- 4 Marks
Question
Cash accounting policies and accrual accounting policies, when applied respectively to the same transaction or events of the same entity, will produce different pictures of the financial performance, position, and cash flow information of the entity. Thus, the choice of alternative policies needs to be given much consideration. The International Public Sector Accounting Standards Board (IPSASB) permits the use of cash accounting policies whilst encouraging the application of accrual accounting policies in the preparation of financial reports for the public sector.
Required:
Discuss the difference between cash accounting policies and accrual accounting policies in terms of recognition and/or treatment of the following in the Financial Statements: i) Revenue
ii) Capital asset
iii) Allowances and provisions
iv) Contingent liability
Answer
- Revenue
- Cash accounting policy: Revenue is recognized in the statement of cash receipt and cash payment when received. No asset is recognized when the revenue is not received at the reporting date.
- Accrual accounting policy: Revenue is recognized when earned but not when received. Revenue receivable is treated as assets on the statement of financial position.
- Capital asset
- Cash accounting policy: Capital assets are recognized as expenditure for the year in which the asset was purchased or developed. No depreciation is charged to the determination of the cost of service of the period.
- Accrual accounting policy: The asset is recognized as an asset. The cost of the asset is written off over its useful life in the determination of financial performance.

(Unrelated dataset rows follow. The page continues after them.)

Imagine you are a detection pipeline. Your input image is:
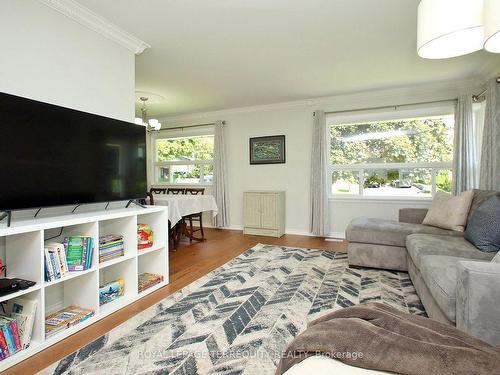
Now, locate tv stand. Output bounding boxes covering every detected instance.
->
[0,207,169,374]
[0,211,12,227]
[125,199,147,208]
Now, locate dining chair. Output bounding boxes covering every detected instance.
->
[183,188,205,242]
[148,187,180,249]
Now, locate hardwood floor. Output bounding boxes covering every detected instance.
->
[4,229,347,375]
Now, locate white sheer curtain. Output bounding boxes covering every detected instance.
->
[213,121,229,228]
[453,94,479,194]
[479,79,500,190]
[310,111,330,236]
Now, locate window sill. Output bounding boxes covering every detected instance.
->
[151,183,213,187]
[328,195,432,205]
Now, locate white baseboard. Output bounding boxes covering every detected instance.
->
[205,225,345,240]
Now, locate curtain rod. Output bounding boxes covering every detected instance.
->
[472,77,500,103]
[325,98,457,115]
[160,121,226,131]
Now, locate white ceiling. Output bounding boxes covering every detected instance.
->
[79,0,500,116]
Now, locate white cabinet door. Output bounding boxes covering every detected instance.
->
[244,193,261,228]
[260,194,278,229]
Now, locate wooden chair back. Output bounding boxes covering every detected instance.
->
[184,188,205,195]
[149,188,167,194]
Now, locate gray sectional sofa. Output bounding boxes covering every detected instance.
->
[346,190,500,345]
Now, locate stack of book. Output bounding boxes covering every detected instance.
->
[139,272,163,293]
[64,236,94,272]
[44,236,94,281]
[99,234,125,263]
[44,243,68,281]
[99,278,125,305]
[45,305,94,338]
[0,298,38,360]
[0,316,22,359]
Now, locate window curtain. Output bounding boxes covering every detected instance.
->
[213,121,229,228]
[479,79,500,190]
[310,111,330,236]
[453,94,479,194]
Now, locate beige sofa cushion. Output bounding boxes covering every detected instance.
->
[346,217,463,247]
[406,234,494,269]
[422,190,474,232]
[420,255,488,322]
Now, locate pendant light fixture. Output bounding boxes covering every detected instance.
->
[417,0,484,59]
[484,0,500,53]
[135,96,161,132]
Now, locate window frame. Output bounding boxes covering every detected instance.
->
[325,101,456,202]
[151,125,215,187]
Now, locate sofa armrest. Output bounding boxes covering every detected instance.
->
[456,261,500,345]
[399,208,429,224]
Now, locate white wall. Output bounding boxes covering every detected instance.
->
[0,0,135,121]
[158,82,480,237]
[0,0,135,242]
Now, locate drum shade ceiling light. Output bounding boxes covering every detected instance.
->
[417,0,500,59]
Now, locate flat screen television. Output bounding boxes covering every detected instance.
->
[0,93,147,211]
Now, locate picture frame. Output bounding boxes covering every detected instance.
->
[250,135,286,165]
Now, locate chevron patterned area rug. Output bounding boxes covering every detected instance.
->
[43,245,425,375]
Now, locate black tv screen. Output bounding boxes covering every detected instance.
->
[0,93,147,211]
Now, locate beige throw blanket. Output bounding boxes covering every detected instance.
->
[276,303,500,375]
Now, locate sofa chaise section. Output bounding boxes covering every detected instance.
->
[346,216,462,271]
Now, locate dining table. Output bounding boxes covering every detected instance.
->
[153,194,219,227]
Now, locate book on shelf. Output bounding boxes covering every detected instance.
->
[45,305,94,338]
[64,236,94,272]
[99,234,125,263]
[99,278,125,305]
[137,224,154,250]
[44,236,93,281]
[139,272,163,293]
[7,298,38,349]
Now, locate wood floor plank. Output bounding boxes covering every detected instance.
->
[3,229,347,375]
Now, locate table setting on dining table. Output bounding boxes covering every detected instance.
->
[149,194,219,245]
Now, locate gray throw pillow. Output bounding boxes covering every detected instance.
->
[464,196,500,253]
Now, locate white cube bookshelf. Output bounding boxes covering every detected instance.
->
[0,206,168,371]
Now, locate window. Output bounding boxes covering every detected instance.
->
[154,134,214,185]
[328,108,454,198]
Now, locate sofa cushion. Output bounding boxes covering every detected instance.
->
[420,255,488,322]
[467,189,500,221]
[406,234,494,269]
[464,196,500,253]
[346,217,463,247]
[422,190,474,232]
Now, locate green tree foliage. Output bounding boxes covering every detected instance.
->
[156,135,214,181]
[156,136,214,161]
[330,118,452,165]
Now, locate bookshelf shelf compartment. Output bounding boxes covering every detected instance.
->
[137,244,165,256]
[99,254,136,269]
[0,206,168,372]
[0,283,41,302]
[45,266,97,288]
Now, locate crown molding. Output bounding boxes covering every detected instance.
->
[157,79,484,124]
[38,0,151,55]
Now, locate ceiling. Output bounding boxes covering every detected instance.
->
[79,0,500,117]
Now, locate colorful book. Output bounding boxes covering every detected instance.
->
[99,278,125,305]
[0,328,10,358]
[45,305,94,337]
[7,298,38,349]
[0,318,16,355]
[44,248,55,281]
[64,236,84,272]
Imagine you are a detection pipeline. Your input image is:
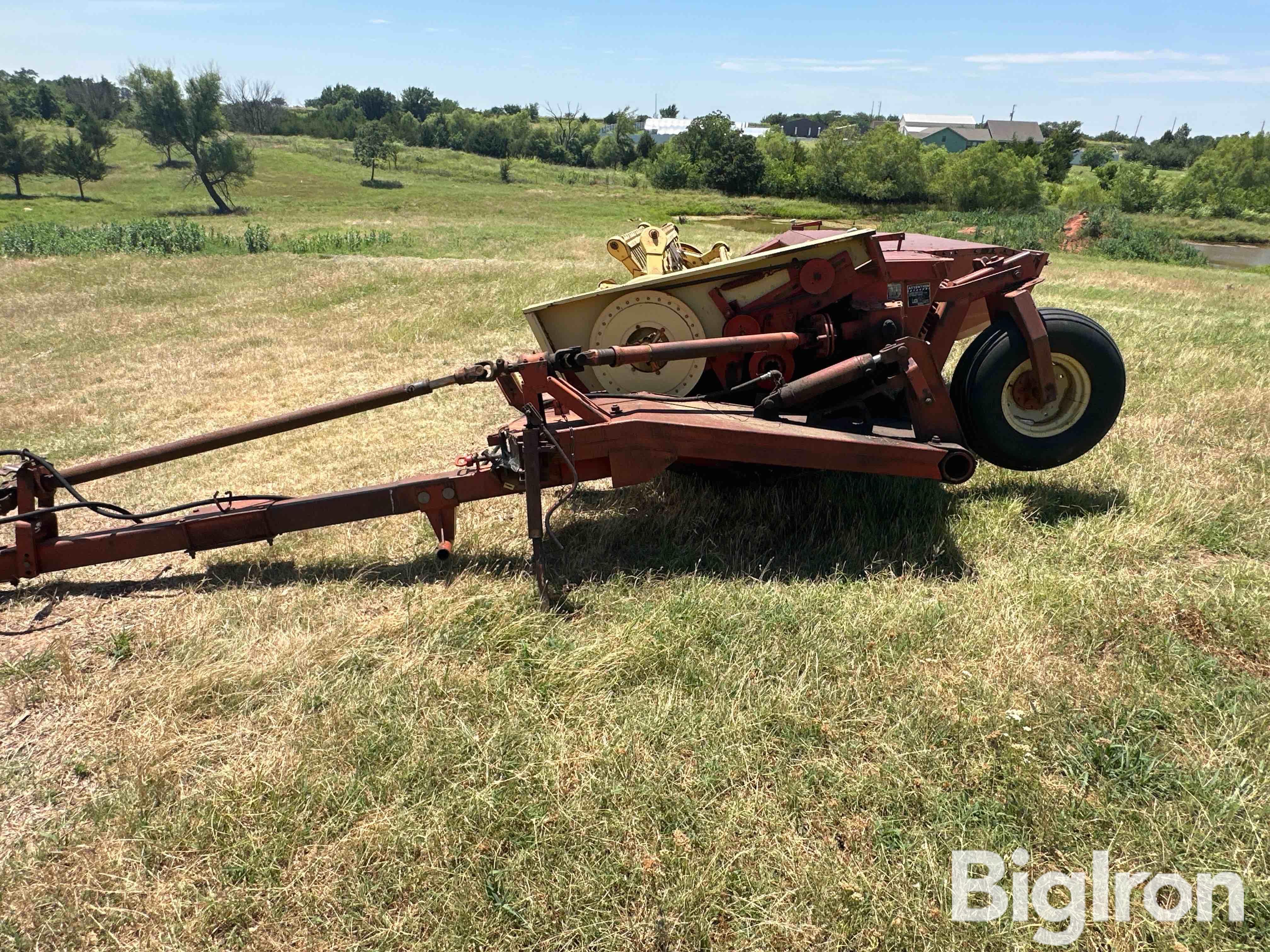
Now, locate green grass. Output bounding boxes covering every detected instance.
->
[0,129,1270,952]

- Allowances and provisions
- Cash accounting policy: No room for allowances and provisions since recognition is purely on a cash basis.
- Accrual accounting policy: Allowances and provisions are made on receivables, stock loss, and non-current assets.
- Contingent liability
- Cash accounting policy: Contingent liabilities are not recognized until they result in an actual cash outflow.
- Accrual accounting policy: Contingent liabilities are recognized when they are probable and can be reasonably estimated, even if no cash outflow has yet occurred.